The presence of private companies on the French rails concerns them a great deal. “The other day, I saw one worker, a guy working for a private contractor, arrive at the station. He hadn’t had time to check the brakes, and he didn’t even know what he was hauling. What will happen in the future if such people drive nuclear convoys which are for now still taken by the SNCF?”
“The transparency that we demand, for us and our colleagues, is also for passengers,” says Laurent, a conductor. “We believe that it is not acceptable that convoys carrying nuclear materials should be in transit on public routes during peak hours, especially in the Paris region,” adds Philippe Guiter. “We want the SNCF to remain as a top rank transport company which imposes no risk of being irradiated on workers or travelers.

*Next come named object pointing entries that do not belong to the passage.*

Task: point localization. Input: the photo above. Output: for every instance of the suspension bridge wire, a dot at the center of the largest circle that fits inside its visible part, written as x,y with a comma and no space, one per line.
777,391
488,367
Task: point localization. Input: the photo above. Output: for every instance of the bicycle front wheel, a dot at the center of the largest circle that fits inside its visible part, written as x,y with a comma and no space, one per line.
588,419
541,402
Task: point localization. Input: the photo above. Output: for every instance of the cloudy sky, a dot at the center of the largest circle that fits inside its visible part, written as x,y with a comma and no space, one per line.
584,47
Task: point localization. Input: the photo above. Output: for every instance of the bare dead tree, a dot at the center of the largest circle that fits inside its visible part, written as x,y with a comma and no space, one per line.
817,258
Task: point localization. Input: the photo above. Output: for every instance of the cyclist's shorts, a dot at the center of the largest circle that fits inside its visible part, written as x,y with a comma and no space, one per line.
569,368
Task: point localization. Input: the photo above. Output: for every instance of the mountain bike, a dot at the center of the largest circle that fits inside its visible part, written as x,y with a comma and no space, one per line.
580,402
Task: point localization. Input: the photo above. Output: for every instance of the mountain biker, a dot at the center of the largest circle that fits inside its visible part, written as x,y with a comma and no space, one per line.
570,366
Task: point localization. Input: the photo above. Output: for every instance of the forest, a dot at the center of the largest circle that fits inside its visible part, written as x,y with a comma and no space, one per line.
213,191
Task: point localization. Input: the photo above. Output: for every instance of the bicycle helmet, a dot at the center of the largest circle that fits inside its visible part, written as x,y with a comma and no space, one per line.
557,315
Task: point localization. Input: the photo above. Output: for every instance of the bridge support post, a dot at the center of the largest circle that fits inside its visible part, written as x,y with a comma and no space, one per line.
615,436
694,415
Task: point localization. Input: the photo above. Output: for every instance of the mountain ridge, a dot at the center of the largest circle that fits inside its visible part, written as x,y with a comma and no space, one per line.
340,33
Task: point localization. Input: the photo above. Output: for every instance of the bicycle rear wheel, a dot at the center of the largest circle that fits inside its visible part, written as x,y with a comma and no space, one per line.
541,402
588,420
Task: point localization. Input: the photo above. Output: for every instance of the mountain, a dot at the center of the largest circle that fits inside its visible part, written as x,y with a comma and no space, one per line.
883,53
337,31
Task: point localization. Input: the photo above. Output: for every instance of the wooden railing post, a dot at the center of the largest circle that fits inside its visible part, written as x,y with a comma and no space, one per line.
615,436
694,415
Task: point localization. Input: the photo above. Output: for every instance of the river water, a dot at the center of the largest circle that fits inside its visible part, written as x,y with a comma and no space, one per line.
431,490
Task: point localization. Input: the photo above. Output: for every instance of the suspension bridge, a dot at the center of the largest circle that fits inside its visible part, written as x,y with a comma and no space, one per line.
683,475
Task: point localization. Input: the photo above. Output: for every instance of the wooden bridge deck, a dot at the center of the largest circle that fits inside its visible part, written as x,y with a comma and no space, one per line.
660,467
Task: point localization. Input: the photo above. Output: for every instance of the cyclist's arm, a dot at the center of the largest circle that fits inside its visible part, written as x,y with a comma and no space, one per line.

Photo source: https://www.flickr.com/photos/greenpeace_nederland/5808817994/sizes/m/in/photostream/
 Certain names were changed at the request of persons interviewed.
 At a distance of one meter, the gamma dose rate is 31 μSv/hour. The neutron rate is 14 μSv/hour. A worker who handles six convoys in ten months, spending 15 minutes each time less than a meter from the cars, receives a dose of 675 μSv, or 0.675 mSv.